Supply disruptions cause copper supply deficit

Copper prices have been well supported through most of 2017 due to ongoing disruptions to mine supply, including from Indonesia’s massive Grasberg mine. “Disputes with labour unions and governments have already sidelined 2-2.5% of annual forecast supply this year,” Mr Dhar said.

 CBA Economics’ average copper price forecast of approximately US$2.40/lb this year is up from 2016 and reflects copper markets moving from surplus to deficit. While average prices may be higher for the year, they may begin to trend lower through the remainder of 2017 as disruption to supply is resolved, Mr Dhar said.

“Spot copper prices still appear too high as they imply profits to virtually all producers, which usually reflects strong deficit conditions.
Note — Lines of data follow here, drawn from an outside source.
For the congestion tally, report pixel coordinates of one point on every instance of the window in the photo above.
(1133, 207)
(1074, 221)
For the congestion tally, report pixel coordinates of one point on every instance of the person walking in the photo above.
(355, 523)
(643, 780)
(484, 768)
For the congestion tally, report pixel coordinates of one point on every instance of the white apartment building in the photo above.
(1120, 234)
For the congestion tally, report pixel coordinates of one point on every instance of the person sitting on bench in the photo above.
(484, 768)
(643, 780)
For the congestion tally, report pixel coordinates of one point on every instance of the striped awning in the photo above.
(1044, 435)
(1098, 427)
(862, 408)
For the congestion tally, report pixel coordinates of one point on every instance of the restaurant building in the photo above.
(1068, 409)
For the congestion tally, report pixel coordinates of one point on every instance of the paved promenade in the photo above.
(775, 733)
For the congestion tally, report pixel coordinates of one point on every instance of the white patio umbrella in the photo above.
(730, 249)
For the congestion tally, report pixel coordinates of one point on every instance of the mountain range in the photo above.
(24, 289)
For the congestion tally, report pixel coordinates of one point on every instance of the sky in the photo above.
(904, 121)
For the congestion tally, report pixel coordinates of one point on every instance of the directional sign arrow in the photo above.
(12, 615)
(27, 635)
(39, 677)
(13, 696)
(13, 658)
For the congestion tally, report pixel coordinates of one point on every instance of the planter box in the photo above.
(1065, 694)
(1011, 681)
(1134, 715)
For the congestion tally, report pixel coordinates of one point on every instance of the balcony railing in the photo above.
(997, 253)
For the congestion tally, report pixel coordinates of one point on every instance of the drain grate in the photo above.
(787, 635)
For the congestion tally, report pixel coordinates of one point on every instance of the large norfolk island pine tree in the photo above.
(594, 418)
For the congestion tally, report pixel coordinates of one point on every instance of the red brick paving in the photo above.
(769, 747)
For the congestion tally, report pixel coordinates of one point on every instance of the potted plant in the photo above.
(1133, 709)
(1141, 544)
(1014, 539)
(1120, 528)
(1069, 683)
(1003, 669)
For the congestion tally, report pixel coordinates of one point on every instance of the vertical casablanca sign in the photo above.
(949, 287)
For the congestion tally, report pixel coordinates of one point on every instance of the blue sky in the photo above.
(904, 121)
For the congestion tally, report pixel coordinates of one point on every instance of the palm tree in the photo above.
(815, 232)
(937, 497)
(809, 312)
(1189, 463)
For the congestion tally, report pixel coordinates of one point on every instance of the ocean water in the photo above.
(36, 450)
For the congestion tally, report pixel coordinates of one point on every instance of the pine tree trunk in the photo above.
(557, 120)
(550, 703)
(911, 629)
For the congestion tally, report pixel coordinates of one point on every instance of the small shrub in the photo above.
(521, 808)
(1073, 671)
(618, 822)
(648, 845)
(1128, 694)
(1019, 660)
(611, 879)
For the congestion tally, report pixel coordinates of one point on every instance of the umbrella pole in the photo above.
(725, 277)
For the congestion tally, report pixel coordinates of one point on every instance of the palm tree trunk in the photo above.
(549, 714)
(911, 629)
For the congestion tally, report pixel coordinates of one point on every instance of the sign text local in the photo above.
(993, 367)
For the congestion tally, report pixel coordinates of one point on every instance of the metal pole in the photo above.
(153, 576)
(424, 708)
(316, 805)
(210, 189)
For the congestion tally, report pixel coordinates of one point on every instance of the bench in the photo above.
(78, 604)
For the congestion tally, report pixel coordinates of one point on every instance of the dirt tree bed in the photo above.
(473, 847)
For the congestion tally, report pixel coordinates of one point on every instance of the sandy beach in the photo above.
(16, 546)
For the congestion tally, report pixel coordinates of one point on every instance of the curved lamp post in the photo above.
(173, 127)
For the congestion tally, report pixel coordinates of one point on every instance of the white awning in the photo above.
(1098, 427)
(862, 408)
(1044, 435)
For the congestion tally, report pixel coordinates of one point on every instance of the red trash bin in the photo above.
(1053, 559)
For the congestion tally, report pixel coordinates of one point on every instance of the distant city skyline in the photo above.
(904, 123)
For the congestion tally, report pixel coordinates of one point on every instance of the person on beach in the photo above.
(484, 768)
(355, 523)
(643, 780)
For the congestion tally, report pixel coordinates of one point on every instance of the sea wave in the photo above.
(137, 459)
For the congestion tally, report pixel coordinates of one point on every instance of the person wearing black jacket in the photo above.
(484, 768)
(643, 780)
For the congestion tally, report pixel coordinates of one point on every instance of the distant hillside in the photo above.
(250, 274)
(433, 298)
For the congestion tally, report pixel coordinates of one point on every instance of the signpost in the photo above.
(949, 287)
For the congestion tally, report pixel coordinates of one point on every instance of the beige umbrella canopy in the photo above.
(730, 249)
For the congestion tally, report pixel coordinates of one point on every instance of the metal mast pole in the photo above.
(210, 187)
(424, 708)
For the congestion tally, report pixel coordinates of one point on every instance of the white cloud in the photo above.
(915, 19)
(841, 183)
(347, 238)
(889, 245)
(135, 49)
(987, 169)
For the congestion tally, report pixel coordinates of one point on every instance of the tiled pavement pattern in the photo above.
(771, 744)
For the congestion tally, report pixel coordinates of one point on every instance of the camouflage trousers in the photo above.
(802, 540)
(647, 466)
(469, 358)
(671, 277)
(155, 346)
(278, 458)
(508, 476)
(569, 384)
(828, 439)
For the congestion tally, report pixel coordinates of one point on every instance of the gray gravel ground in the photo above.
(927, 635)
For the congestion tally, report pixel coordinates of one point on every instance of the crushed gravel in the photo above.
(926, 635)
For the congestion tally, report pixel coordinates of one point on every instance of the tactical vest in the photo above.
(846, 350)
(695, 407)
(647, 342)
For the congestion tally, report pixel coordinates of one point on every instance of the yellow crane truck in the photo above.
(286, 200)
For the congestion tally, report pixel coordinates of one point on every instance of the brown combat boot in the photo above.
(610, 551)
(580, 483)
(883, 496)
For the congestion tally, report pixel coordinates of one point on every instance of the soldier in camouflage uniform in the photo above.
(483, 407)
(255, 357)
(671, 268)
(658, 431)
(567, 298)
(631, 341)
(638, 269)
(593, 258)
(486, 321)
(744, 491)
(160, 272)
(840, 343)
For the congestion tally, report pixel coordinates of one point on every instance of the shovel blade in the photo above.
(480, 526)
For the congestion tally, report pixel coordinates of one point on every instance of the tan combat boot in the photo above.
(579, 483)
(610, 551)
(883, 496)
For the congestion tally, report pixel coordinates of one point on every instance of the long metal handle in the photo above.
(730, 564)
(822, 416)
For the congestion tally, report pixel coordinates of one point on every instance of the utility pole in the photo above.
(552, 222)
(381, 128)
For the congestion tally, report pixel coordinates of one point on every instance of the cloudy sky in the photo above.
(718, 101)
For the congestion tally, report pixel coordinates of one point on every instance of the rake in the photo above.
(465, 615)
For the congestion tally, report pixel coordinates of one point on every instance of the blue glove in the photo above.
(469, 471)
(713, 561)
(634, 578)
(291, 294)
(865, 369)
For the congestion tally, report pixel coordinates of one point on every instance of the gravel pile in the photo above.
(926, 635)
It’s no surprise that prices have proven high enough to entice producers to increase output,” Mr Dhar said.

Chinese supply concerns boost aluminium prices

“Aluminium has been the best performing industrial metal so far this year,” Mr Dhar said. This performance is largely due to the market’s concern that Chinese policymakers will move to restrict aluminium output.

“As long as the spectre of Chinese supply restrictions remains, aluminium prices will likely continue to outperform other metals.”

Zinc deficit concerns ease

After being the best performing metal last year, zinc prices have edged lower in the last month as concerns ease about a shortage of the metal. Mr Dhar explains that zinc prices are likely to slide lower through 2017 and 2018 as new supply comes online and mines restart operations.

“We believe that the supply and demand dynamics in zinc suggest that deficit risks will ease through 2017 and 2018,” Mr Dhar said. “Despite these expectations, low global zinc stockpiles will help keep zinc prices elevated.”